After World War II, amateur radio operators in the United States started to receive obsolete but usable Teletype Model 26 equipment from commercial operators with the understanding that this equipment would not be used for or returned to commercial service. US Amateur Radio operation began on 2 meters using audio frequency shift keying (AFSK). Operation on 80 meters, 40 meters and the other High Frequency (HF) amateur radio bands was initially accomplished using make and break keying since frequency shift keying (FSK) was not yet authorized. In early 1949, the first transcontinental two-way RTTY QSO was accomplished on 11 meters using AFSK between W1AW and W6PSW.[10] FSK continued to remain off-limits on HF until February, 1953 when the FCC amended Part 12 of the Regulations. The amended Regulations permitted FSK in the non-voice parts of the 80, 40 and 20 meter bands and also specified the use of single channel 60 words-per-minute five unit code corresponding to ITA2. A shift of 850 hertz plus or minus 50 hertz was specified. Amateur Radio operators also had to identify their station callsign at the beginning and the end of each transmission and at ten minute intervals using International Morse Code. Use of this wide shift proved to be a problem for Amateur Radio operations. Commercial operators had already discovered that narrow shift worked best on the HF bands. After investigation and a petition to the FCC, Part 12 was amended, in March 1956, to allow Amateur Radio Operators to use any shift that was less than 900 hertz.

By the late 1950s, Amateur Radio operators outside of Canada and the United States began to acquire surplus teleprinter and receive permission to get on the air. The first recorded RTTY QSO in the UK occurred in September 1959 between G2UK and G3CQE. A few weeks later, G3CQE had the first G/VE RTTY QSO with VE7KX.[11] This was quickly followed up by G3CQE QSOs with VK3KF and ZL3HJ.[12] Information on how to acquire surplus teleprinter equipment continued to spread and before long it was possible to work all continents on RTTY.

Amateur Radio operators used various equipment designs to get on the air using RTTY in the 1950s and 1960s. Amateurs used their existing receivers for RTTY operation but needed to add a terminal unit, sometimes called a demodulator, to convert the received audio signals to DC signals for the teleprinter.

Most of the terminal unit equipment used for receiving RTTY signals was homebuilt, using designs published in amateur radio publications. These original designs can be divided into two classes of terminal units: audio-type and intermediate frequency converters. The audio-type converters proved to be more popular with amateur radio operators. The Twin City, W2JAV and W2PAT designs are examples of typical terminal units that were used into the middle 1960s. The late 1960s and early 1970s saw the emergence of terminal units designed by W6FFC, such as the TT/L-2, ST-3, ST-5, and ST-6. These designs were first published in RTTY Journal starting in September 1967 and ending in 1970.
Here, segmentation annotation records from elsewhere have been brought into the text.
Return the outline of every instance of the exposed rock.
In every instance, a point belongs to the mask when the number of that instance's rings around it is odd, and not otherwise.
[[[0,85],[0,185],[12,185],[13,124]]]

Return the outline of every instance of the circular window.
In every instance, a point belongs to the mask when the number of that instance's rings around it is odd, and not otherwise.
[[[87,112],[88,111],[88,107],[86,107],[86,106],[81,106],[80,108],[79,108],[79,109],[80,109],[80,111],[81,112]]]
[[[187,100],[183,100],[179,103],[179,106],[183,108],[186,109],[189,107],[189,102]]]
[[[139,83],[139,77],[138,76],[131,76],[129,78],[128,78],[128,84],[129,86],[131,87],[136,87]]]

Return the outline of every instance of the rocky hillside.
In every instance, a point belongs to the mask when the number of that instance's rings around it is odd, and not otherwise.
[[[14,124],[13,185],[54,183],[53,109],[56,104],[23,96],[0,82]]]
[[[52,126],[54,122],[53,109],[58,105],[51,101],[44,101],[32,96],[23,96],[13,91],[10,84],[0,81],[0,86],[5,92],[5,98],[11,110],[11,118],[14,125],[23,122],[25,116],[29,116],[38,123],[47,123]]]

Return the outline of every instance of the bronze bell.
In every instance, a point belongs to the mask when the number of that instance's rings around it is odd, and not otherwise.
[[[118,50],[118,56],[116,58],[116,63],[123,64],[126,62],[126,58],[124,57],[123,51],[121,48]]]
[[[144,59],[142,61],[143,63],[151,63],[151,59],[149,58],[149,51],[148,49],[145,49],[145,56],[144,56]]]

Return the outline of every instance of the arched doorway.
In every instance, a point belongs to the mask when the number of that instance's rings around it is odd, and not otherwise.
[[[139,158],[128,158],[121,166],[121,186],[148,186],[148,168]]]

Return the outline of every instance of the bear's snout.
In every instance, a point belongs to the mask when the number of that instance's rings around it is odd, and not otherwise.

Amateur Radio operators needed to modify their transmitters to allow for HF RTTY operation. This was accomplished by adding a frequency shift keyer that used a diode to switch a capacitor in and out of the circuit, shifting the transmitter’s frequency in synchronism with the teleprinter signal changing from mark to space to mark. A very stable transmitter was required for RTTY. The typical frequency multiplication type transmitter that was popular in the 1950s and 1960s would be relatively stable on 80 meters but become progressively less stable on 40 meters, 20 meters and 15 meters. By the middle 1960s, transmitter designs were updated using a crystal-controlled high frequency oscillator, and variable low frequency oscillator resulting in frequency stability across all Amateur Radio HF bands.

During the early days of Amateur RTTY, the Worked All Continents – RTTY Award was conceived by the RTTY Society of Southern California and issued by RTTY Journal.[13] The first Amateur Radio station to achieve this WAC – RTTY Award was VE7KX.[14]. The first stations recognized as having achieved single band WAC RTTY were W1MX (3.5 MHz); DL0TD (7.0 MHz); K3SWZ (14.0 MHz); W0MT (21.0 MHz) and FG7XT (28.0 MHz).[15] The ARRL began issuing WAC RTTY certificates in 1969.

By the early 1970s, Amateur Radio RTTY had spread around the world and it was finally possible to work more than 100 countries via RTTY. FG7XT was the first Amateur Radio station to claim to achieve this honor. However, Jean did not submit his QSL cards for independent review. ON4BX, in 1971, was the first Amateur Radio station to submit his cards to the DX Editor of RTTY Journal and to achieve this honor.[16] The ARRL began issuing DXCC RTTY Awards on November 1, 1976.[17] Prior to that date, an award for working more than 100 countries on RTTY was only available via RTTY Journal.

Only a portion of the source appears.